Warrior’s Bronze Belt from Kingdom of Van Unearthed in Ancient Satala

Recent excavations in the ancient city of Satala, situated in Historical Armenia, have unearthed a bronze belt bearing the emblem of Haldi, the chief god of the Kingdom of Van, alongside various plant and animal symbols.

Under the supervision of Associate Professor Şahin Yıldırım, these discoveries were made within a tomb, shedding light on the Kingdom of Van’s influence, suggesting it reached as far as the Gümüşhane Region. This challenges the previously believed boundaries of the Kingdom of Van (or Urartu Kingdom), which existed from the 9th to 6th centuries BC. Historically, its dominion spanned from the Euphrates to Lake Urmia and stretched from the Caucasus Mountains southwards to the northern Zagros Mountains in Iraq, with its heart near Lake Van in the Armenian Highland.

Notably, intricate patterns and craftsmanship representative of the Kingdom of Van era adorn the bronze belt.
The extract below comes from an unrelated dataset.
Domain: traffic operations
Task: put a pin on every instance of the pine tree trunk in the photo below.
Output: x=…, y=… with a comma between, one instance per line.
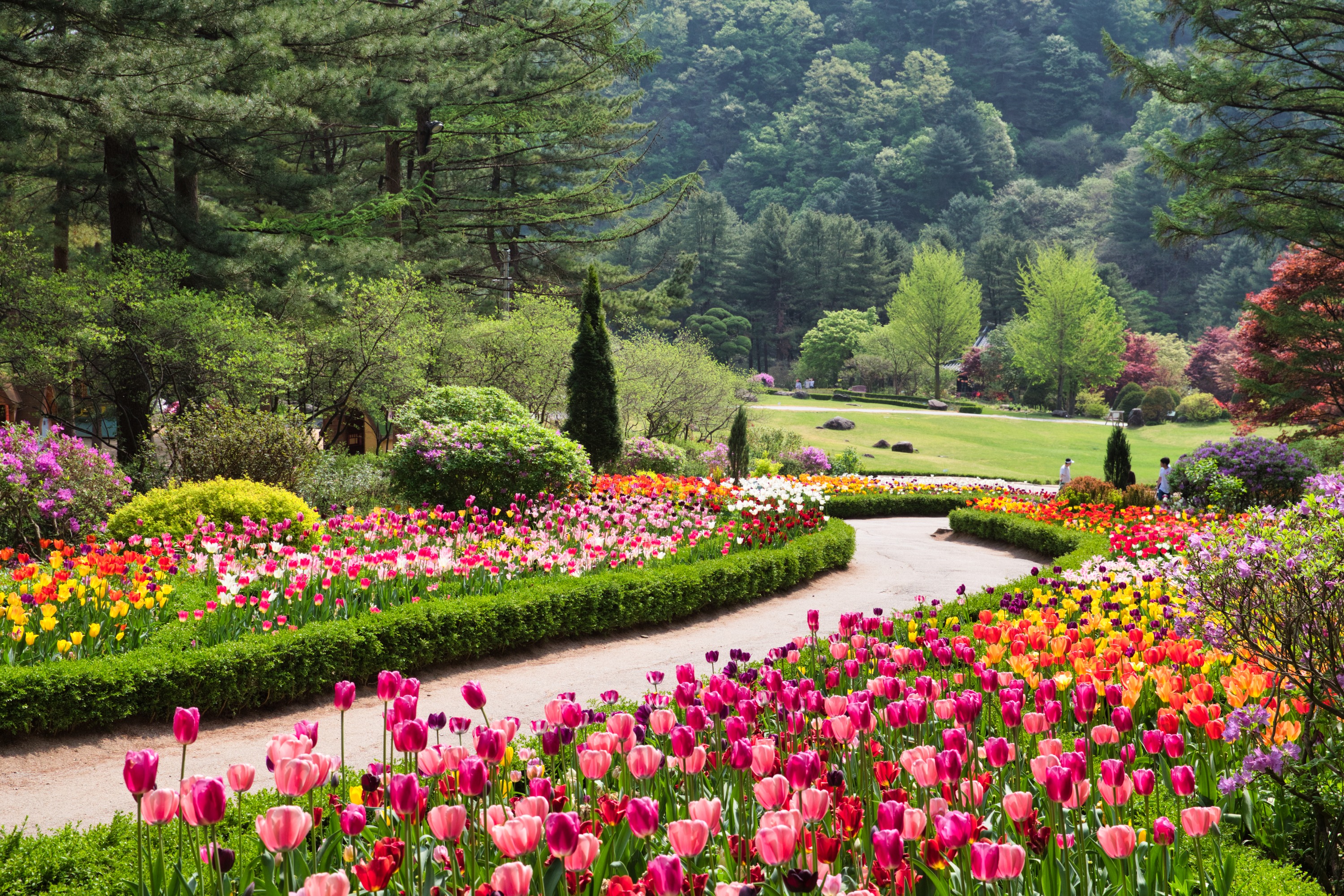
x=186, y=186
x=124, y=213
Symbols of Haldi, along with other deities, motifs, and imagery, embellish the artifact, suggesting a rich cultural and religious significance.

Although traditionally the Kingdom of Van was not believed to have extended to the Black Sea region, this recent find in Satala appears to redraw these historical boundaries.

Located 88 km from Gumushane’s center and 28 km from Kelkit’s center, Satala historically served as a crucial corridor between Anatolia, Cappadocia, and the Black Sea. Four years prior, a major excavation initiative, supported by various Turkish cultural and historical entities, began in this ancient city. Historically, the 15th Apollinaris Legion—one of the Roman Empire’s major eastern legions—ruled here for six centuries.

Belts from the Kingdom of Van era provide invaluable insights into the region’s religious practices, mythology, and daily life. They reveal not just craftsmanship but also societal structures and customs. The belts’ designs hint at the fashion, daily life, and societal status of their wearers, with thinner belts believed to be for women and broader ones for men. The broader belts often showcase depictions of warfare, mythology, and intricate patterns, while the slender ones feature repetitive motifs arranged in rows.